ことあるごとに私を甘やかそうとする私の旦那様である河上葵に対して。
「なんか機嫌悪くねぇ?」
「別に」
可愛くない返事をしても、苦笑いを浮かべて私の頭を軽く撫でる葵さん。
そんな行動にイライラしてしまう自分にイライラしてしまう私には勿体無い男である。
「イライラしたときは甘いもん食って元気出せ!」
何時ものように私に美味しいお菓子を用意してくれようとする葵さん。
大好きなのだが、今は甘いものを食べたい気分じゃない。
「葵さん。要らない」
私の言葉に目を見開きフリーズする葵さんに私は苦笑いを浮かべて見せた。
葵さんは慌てたように私に近づくと、私を軽々とお姫様だっこした。
「体調悪いならそう言えよ!!」
葵さんはそのまま私を寝室に連れていった。
「大丈夫か?お腹痛いのか?気持ち悪いのか?頭痛か?」
ベッドにのせられ心配そうに布団をかけられてしまった。
「病気じゃないよ」
「バカ!命が食べ物要らないっていったんだぞ!病気じゃないわけないだろ!」
アイスノン何処にやっただの体温計は何処だだの、慌てている葵さんは何だか可愛らしい。
「葵さん、落ち着いて」
「落ち着いてられるか!病院!病院行くぞ」
うろうろする葵さんの洋服の裾をつかんで私は笑顔を作った。
「本当に大丈夫だから、ちょっとここに座って」
私が起き上がると、しぶしぶベッドに腰掛けた葵さんの首に腕をまわすと軽いキスを落とした。
「何だ。エロい気分だっただけか?」
葵さんは嬉しそうに私を押し倒した。
「っなわけないじゃん」
私は顔を近づけてくる葵さんの顔面に手を置き拒否してみた。
「じゃあ、なんだよ?」
「病院は午前中に行った」
「やっぱ病気か!」
面倒臭いと思いながら私は葵さんの頭にチョップして言った。
「ちょっと黙って」
「……はい」
私は葵さんの手を握ると言った。
「暫くエロい事禁止」
「はぁ?無理」
「無理でも禁止」
「絶って~無理」
私はムッとした顔をして言った。
「私の事愛してるなら禁止」
「愛してるから無理」
葵さんは真剣な顔をして私にキスしようとしてきた。
私は葵さんの顔面を手で押さえて拒否だ。
「突然どうしたんだ!理由を言えよ!」
葵さんは眉間にシワをよせて叫んだ。
「俺の事嫌いになったのか?」
葵さんの声が小さくなっていく。
私は真面目な顔をして葵さんの手をとると私のお腹にのせた。
「葵さんの事は大好きだよ。
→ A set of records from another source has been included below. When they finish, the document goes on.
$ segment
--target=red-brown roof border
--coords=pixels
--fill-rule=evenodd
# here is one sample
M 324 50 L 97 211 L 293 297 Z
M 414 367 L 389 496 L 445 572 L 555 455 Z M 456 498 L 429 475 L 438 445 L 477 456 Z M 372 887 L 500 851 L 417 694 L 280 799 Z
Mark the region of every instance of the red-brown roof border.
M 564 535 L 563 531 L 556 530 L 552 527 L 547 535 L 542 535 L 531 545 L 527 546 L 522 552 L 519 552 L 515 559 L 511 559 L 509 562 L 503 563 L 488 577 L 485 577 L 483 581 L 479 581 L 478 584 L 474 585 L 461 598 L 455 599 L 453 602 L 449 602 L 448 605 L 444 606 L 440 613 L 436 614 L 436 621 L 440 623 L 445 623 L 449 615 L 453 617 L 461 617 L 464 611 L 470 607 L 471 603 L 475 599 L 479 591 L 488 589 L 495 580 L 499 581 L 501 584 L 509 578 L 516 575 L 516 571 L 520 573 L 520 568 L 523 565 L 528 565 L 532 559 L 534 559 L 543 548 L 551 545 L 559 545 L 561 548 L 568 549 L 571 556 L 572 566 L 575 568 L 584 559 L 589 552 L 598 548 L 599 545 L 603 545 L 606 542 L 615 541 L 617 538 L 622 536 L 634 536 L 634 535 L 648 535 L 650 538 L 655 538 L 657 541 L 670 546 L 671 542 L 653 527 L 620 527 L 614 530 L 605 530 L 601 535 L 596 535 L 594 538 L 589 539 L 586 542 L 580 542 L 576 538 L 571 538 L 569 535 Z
でも、赤ちゃんの方が大事」
葵さんはキョトンとした顔をした後、ゆっくりと意味を理解したのか目が見開かれていった。
そして、私の横に倒れると強く抱きしめてきた。
「我慢する」
葵さんの泣きそうな声に私は笑ってしまった。
ちょっと力が強すぎて苦しかったが、赤ちゃんを嫌がることなく喜んでくれて良かった。
「幸せすぎて死にそう」
「ダメ!これから馬車馬のように働いてもらわないと困るよ」
「………命が癒してくれるなら、馬車馬にだってなってやる」
私は葵さんに抱きしめられながら幸せを噛みしめるのだった。
どうだったでしょうか?
もう一度読み返したいと思われた方!
書籍化した『幸せって平等ですか?』の方を読んでください!
イラストが素晴らしく今まで以上に幸せな気持ちにしてもらえますよ!
2018年6月21日徳間書店様より発売です!
宜しくお願いいたします!!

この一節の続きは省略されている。